Green Chile Elk Burgers
User Reviews
5
-
Prep Time
15 mins
-
Cook Time
10 mins
-
Total Time
25 mins
-
Servings
4 people
-
Calories
615 kcal
-
Course
Main Course
-
Cuisine
American
Green Chile Elk Burgers
Description
These burger patties use lean ground elk meat combined with roasted green chiles that have been peeled and seeded for a smoky, slightly spicy note. Forming the meat into uniform patties with a shallow indentation prevents the burgers from doming during cooking, ensuring even thickness and doneness. Salt enhances flavor, and including some fat (at least 5%, preferably 15%) in the meat prevents dryness and helps the burgers hold together.
Cook the burgers either on a hot grill or stovetop, flipping once after forming a crust. Serve on buttered burger buns topped with tomato slices, lettuce leaves, and melted cheddar or Monterey Jack cheese. This creates a balanced savory sandwich combining tender meat with fresh and creamy elements.
Roasting and prepping the chiles ahead allows for easy assembly, and frozen or canned chiles can be substituted if needed. Allowing patties to rest at room temperature before cooking can aid even cooking and juiciness.
Ingredients
- 4 to 8 green chile such as Hatch, Poblano or Anaheim
- 1 1/4 pounds ground elk or other meat
- salt
- 4 tomato large slices
- 4 to 8 lettuce leaves
- 4 burger buns
- 2 tablespoons butter or vegetable oil
- 4 lices cheddar cheese or Monterey Jack cheese
Instructions
- If you are starting with fresh chiles, roast them, remove the skins and seeds, salt them and set aside. You can either keep them in fairly large pieces if they are well-roasted, or chop them roughly. Your call. This can be done a few days ahead of time, and of course you can use canned or frozen chiles.
- Make four burger patties. I prefer one-third pound burgers, but you can make them any size you want. Pro tips: Press the weighed out ground meat into a large circle mold for more even patties. Press a dimple about the diameter of a walnut in the center of each patty - this prevents them from balling up when cooked. Salt your patties well.
Cooking Options
- Grilling. Get your grill hot. Scrape down the grates well, and grill your burgers with the grill cover open. Leave them on the grates for at least 3 or 4 minutes so you get grill marks and a good crust. Flip and cook to order. Typically a medium burger will need another 3 minutes.

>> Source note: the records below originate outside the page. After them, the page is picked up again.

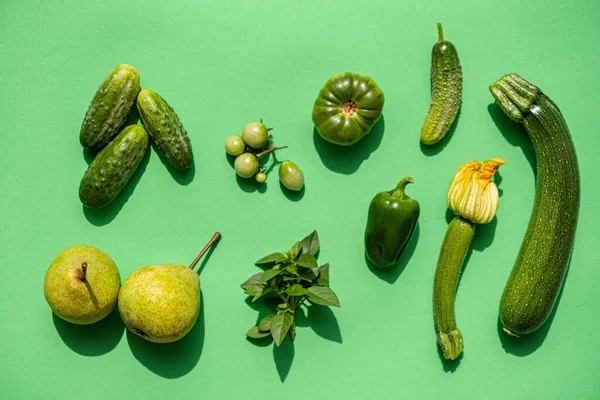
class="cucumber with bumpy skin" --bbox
[490,74,580,335]
[79,64,140,150]
[137,89,193,170]
[79,125,148,207]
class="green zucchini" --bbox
[433,216,475,360]
[490,74,580,335]
[137,89,193,170]
[79,64,140,151]
[79,125,149,207]
[421,22,463,145]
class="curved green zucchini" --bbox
[490,74,580,335]
[137,89,193,170]
[421,22,463,145]
[433,216,475,360]
[79,125,149,207]
[79,64,140,150]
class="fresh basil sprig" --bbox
[241,231,340,346]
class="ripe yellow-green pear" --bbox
[44,245,121,325]
[119,232,221,343]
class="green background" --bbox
[0,0,600,399]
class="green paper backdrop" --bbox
[0,0,600,399]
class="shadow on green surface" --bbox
[313,115,385,175]
[488,103,537,176]
[365,222,421,284]
[127,294,205,379]
[82,150,150,226]
[498,262,570,357]
[419,103,462,157]
[52,308,125,357]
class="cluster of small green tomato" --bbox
[225,121,304,191]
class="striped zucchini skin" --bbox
[137,89,193,170]
[421,23,463,145]
[490,74,580,335]
[79,64,140,151]
[79,125,149,208]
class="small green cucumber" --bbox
[490,74,581,336]
[79,125,149,207]
[421,22,463,145]
[79,64,140,151]
[137,89,193,170]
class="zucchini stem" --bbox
[437,22,444,42]
[433,216,475,360]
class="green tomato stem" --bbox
[190,232,221,269]
[256,146,287,160]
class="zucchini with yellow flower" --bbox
[490,74,580,336]
[433,157,505,360]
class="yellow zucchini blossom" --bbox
[446,157,506,224]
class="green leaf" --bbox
[270,312,294,346]
[285,283,308,296]
[246,325,271,339]
[302,230,320,256]
[297,253,319,268]
[307,286,340,307]
[260,268,281,284]
[254,253,285,266]
[257,315,274,335]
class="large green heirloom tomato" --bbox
[312,72,384,146]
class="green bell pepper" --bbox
[365,177,420,268]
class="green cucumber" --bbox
[433,216,475,360]
[79,125,149,207]
[421,22,463,145]
[79,64,140,151]
[490,74,580,335]
[137,89,193,170]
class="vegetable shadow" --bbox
[488,103,537,176]
[127,292,205,379]
[365,222,421,284]
[313,115,385,175]
[498,261,570,357]
[82,150,150,226]
[419,103,462,157]
[52,308,125,357]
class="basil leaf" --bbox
[285,283,308,296]
[246,325,271,339]
[260,268,281,284]
[302,230,320,256]
[254,253,285,266]
[270,312,294,346]
[307,286,340,307]
[257,315,274,335]
[297,253,319,268]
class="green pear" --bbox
[44,245,121,325]
[119,232,221,343]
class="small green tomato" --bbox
[242,122,269,149]
[233,153,259,178]
[225,135,246,156]
[254,172,267,183]
[279,161,304,191]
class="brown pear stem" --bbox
[190,232,221,269]
[79,261,87,282]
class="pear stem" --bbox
[190,232,221,269]
[79,261,87,282]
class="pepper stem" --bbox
[437,22,444,42]
[392,176,415,199]
[256,146,287,160]
[190,232,221,269]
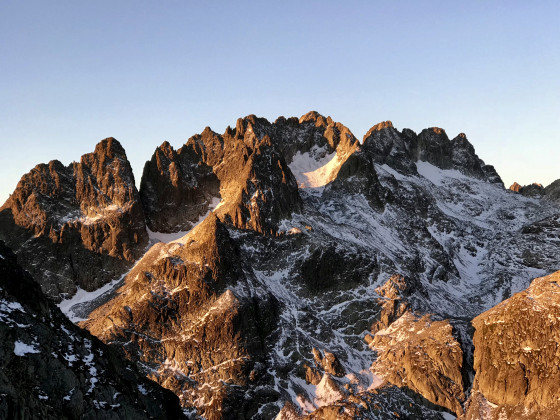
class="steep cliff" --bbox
[0,138,148,301]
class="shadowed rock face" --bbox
[364,121,502,184]
[467,272,560,419]
[0,138,148,300]
[7,112,560,419]
[0,241,183,419]
[509,182,545,198]
[82,213,276,419]
[140,112,368,234]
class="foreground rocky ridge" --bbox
[3,112,560,419]
[0,138,148,301]
[0,241,183,419]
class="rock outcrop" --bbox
[140,112,368,234]
[509,182,544,198]
[82,213,276,419]
[363,121,502,184]
[0,138,148,301]
[0,241,183,419]
[466,272,560,419]
[369,312,465,415]
[7,112,560,419]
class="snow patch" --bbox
[416,160,470,187]
[288,152,343,188]
[14,341,40,356]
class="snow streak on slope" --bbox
[288,149,343,188]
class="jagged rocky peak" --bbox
[363,121,502,184]
[466,272,560,420]
[0,138,148,300]
[140,112,370,233]
[0,241,184,419]
[140,139,219,232]
[82,213,277,419]
[509,182,521,192]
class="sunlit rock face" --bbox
[10,112,560,419]
[0,138,148,300]
[0,241,183,420]
[467,272,560,419]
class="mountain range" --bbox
[0,112,560,420]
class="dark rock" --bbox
[0,241,183,419]
[82,213,277,419]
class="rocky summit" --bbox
[0,111,560,420]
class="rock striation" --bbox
[0,241,183,419]
[466,272,560,419]
[0,138,148,301]
[2,112,560,419]
[82,213,276,419]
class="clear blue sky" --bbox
[0,0,560,202]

- Stovetop. Preheat oven to 200°F and set a rack over a baking sheet. Heat a cast iron pan or pan that can handle high heat over medium high heat. When it's hot, slick the pan with some canola or other high smoke point oil, like grapeseed or safflower. Set the patties down and press gently with a spatula to get good contact with the pan. Leave them for at least 3 or 4 minutes so you get a good crust. Flip and cook to order. Typically a medium burger will need another 3 minutes.

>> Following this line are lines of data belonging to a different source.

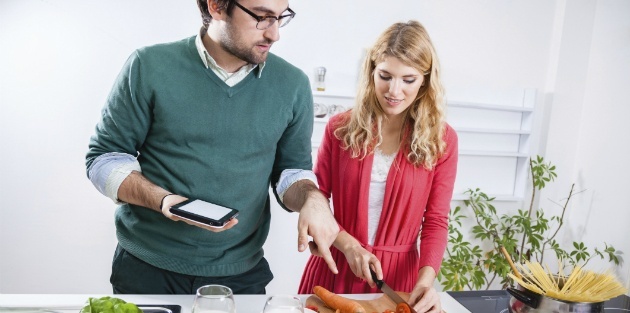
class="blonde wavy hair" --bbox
[334,21,446,170]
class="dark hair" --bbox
[197,0,235,33]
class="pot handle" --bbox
[506,287,540,309]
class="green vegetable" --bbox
[80,297,142,313]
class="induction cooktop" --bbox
[447,290,630,313]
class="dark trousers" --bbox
[109,245,273,294]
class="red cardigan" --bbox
[298,112,457,294]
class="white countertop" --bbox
[0,292,469,313]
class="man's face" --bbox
[220,0,289,64]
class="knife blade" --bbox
[370,268,416,313]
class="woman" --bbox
[299,21,457,312]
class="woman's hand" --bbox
[409,266,442,313]
[335,231,383,287]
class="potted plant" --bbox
[438,156,623,291]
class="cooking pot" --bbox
[507,285,604,313]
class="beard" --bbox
[220,16,273,64]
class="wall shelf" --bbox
[312,89,539,202]
[313,90,354,99]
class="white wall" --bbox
[541,1,630,285]
[0,0,630,293]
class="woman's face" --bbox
[374,57,424,119]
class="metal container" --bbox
[507,285,604,313]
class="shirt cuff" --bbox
[276,169,319,202]
[88,152,142,204]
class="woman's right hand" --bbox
[160,194,238,233]
[335,231,383,288]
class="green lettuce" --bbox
[80,297,142,313]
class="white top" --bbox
[368,148,397,245]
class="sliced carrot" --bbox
[313,286,365,313]
[396,302,411,313]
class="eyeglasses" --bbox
[234,1,295,30]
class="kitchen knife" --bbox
[370,268,416,313]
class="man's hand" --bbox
[160,194,238,233]
[298,190,339,274]
[283,180,339,274]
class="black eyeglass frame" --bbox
[234,1,295,30]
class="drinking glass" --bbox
[192,285,236,313]
[263,295,304,313]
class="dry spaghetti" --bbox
[509,262,628,302]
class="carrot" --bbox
[396,302,411,313]
[313,286,365,313]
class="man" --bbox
[86,0,339,294]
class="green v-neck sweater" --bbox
[86,37,313,276]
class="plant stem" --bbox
[540,183,575,264]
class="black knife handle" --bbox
[370,268,383,289]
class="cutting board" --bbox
[306,292,409,313]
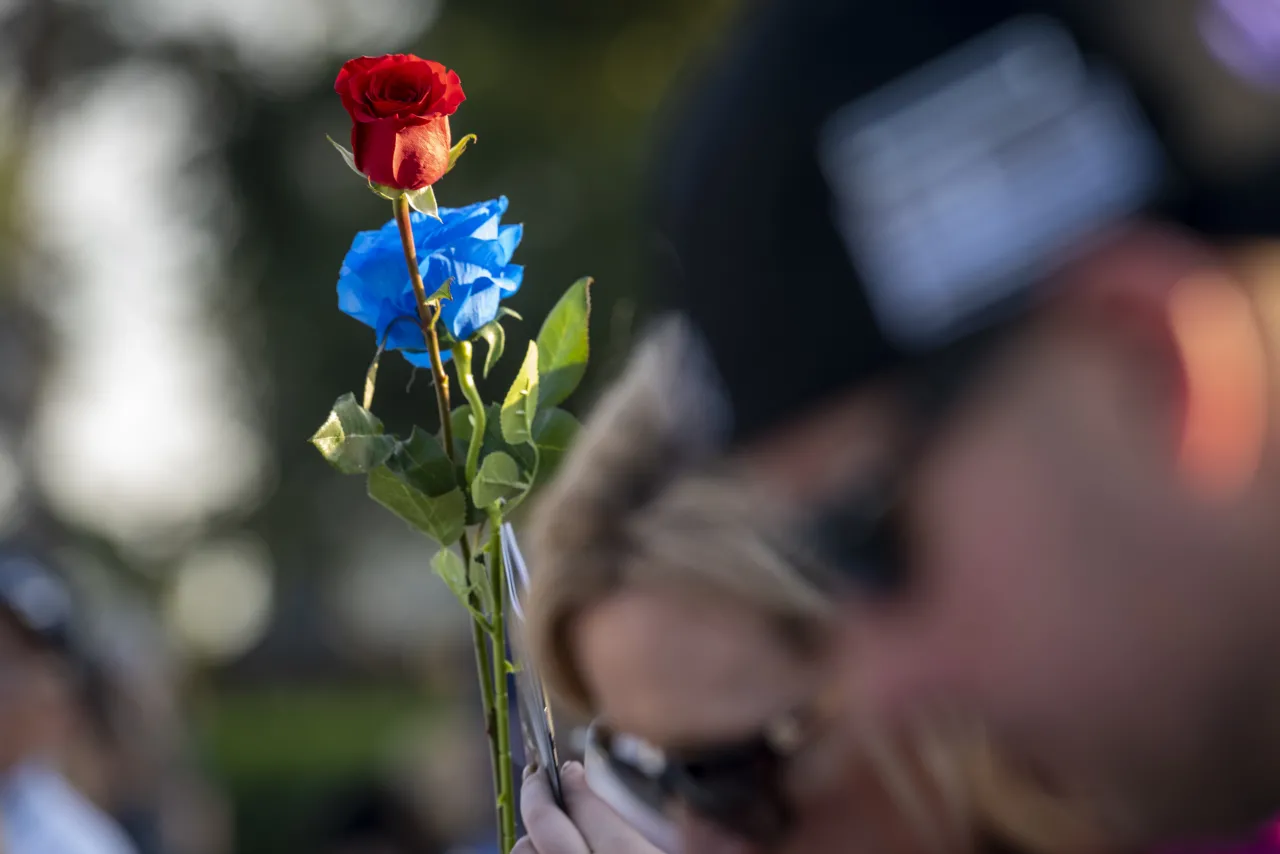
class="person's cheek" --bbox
[680,812,759,854]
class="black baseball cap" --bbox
[653,0,1280,442]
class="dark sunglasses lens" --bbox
[810,493,910,594]
[666,745,790,845]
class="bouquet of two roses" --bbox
[311,54,591,854]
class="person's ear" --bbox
[1071,230,1267,498]
[1169,270,1267,497]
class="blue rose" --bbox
[338,196,525,367]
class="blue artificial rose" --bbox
[338,196,525,367]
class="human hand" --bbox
[512,762,662,854]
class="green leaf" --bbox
[387,426,458,498]
[500,341,538,444]
[471,451,529,507]
[451,403,536,471]
[426,275,453,303]
[431,548,471,604]
[369,466,467,545]
[444,133,476,174]
[476,320,507,378]
[369,178,404,201]
[324,133,365,178]
[311,392,396,475]
[538,278,591,406]
[534,408,581,483]
[403,184,440,219]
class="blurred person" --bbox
[0,551,134,854]
[527,324,1101,854]
[519,0,1280,854]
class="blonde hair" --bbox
[525,320,1094,854]
[526,319,832,711]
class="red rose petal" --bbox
[351,117,452,189]
[334,54,466,166]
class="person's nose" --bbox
[680,813,762,854]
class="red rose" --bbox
[333,54,467,189]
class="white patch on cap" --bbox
[819,18,1161,350]
[8,558,70,631]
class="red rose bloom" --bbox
[333,54,467,189]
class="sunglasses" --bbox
[604,714,809,846]
[799,328,1007,595]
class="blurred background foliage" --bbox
[0,0,732,854]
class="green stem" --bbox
[489,508,516,854]
[392,193,504,854]
[453,341,488,484]
[458,534,507,839]
[392,193,454,462]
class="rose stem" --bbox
[392,193,515,854]
[489,507,516,851]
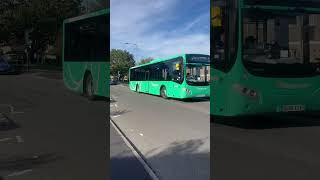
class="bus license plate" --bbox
[282,105,305,112]
[196,94,206,97]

- No matter how you cook your burgers, when you flip them, lay the chiles over them, then cover with a slice of cheese. Close the grill cover or put a lid over the pan to melt the cheese.
- On the stovetop you usually have to cook in batches, so you will put each finished burger in the warm oven as you do the rest.

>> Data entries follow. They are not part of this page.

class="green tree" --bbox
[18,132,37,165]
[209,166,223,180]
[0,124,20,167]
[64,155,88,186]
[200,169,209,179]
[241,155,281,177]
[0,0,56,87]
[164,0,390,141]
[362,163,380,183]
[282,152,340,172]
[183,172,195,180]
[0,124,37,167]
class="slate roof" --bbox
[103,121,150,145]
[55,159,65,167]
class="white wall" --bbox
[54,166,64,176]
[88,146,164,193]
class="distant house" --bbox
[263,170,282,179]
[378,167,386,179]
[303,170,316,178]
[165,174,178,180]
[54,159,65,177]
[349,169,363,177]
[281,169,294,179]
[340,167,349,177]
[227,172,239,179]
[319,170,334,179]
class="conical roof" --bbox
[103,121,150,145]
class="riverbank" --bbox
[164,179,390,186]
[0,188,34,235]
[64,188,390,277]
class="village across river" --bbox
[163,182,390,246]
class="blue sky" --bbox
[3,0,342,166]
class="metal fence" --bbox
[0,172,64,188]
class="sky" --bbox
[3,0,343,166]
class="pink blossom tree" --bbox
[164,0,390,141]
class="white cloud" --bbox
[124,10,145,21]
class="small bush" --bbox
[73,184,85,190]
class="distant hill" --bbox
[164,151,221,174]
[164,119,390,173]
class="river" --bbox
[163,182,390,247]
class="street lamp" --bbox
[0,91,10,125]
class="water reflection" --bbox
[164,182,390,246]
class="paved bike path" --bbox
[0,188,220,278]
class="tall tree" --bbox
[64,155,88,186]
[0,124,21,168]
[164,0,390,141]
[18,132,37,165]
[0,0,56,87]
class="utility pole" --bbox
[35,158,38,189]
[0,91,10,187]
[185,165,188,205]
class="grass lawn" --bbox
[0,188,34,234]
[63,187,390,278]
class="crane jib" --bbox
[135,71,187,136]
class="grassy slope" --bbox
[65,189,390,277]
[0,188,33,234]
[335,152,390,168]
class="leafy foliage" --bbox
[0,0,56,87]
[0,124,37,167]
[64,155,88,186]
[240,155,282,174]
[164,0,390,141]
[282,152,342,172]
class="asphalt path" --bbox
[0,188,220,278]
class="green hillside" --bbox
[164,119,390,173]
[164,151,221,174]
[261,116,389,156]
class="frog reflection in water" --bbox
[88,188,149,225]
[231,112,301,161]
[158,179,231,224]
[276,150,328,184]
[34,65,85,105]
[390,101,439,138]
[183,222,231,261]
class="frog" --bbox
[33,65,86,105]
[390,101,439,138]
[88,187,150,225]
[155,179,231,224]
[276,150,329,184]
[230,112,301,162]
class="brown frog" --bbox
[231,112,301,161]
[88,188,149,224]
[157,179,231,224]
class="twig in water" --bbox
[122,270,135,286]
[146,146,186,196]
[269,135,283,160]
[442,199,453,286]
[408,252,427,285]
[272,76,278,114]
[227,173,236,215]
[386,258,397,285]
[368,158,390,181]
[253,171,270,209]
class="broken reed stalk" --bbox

- When you are ready, paint your burger buns with the butter or oil and set them on the grill or pan to brown. Keep an eye on the buns so they don't burn. Set aside once browned to your liking.
- Build your burgers. I like to go bun, lettuce, tomato slice, patty, bun. But do whatever you like best. Enjoy!
Notes
- Roasting and preparing green chiles in advance improves flavor and convenience; canned or frozen chiles can be used if fresh are unavailable.
- Include at least 5% fat in elk patties to prevent dryness; 15% is preferred.
- Make a shallow indentation in the center of patties to avoid them swelling while cooking.
- Let patties rest at room temperature with salt sprinkled on before cooking to enhance flavor and cooking evenness.
- Prep time excludes chile roasting; plan accordingly.
Nutrition Information
Show DetailsNutrition Facts
Serving: 4people
Amount Per Serving
Calories 615 kcal
% Daily Value*
| Calories | 615kcal | 31% |
| Carbohydrates | 40g | 13% |
| Protein | 44g | 88% |
| Fat | 31g | 48% |
| Saturated Fat | 17g | 85% |
| Cholesterol | 123mg | 41% |
| Sodium | 1087mg | 45% |
| Potassium | 970mg | 21% |
| Fiber | 9g | 36% |
| Sugar | 12g | 24% |
| Vitamin A | 6635IU | 133% |
| Vitamin C | 50.6mg | 56% |
| Calcium | 331mg | 33% |
| Iron | 6.6mg | 37% |
* Percent Daily Values are based on a 2,000 calorie diet.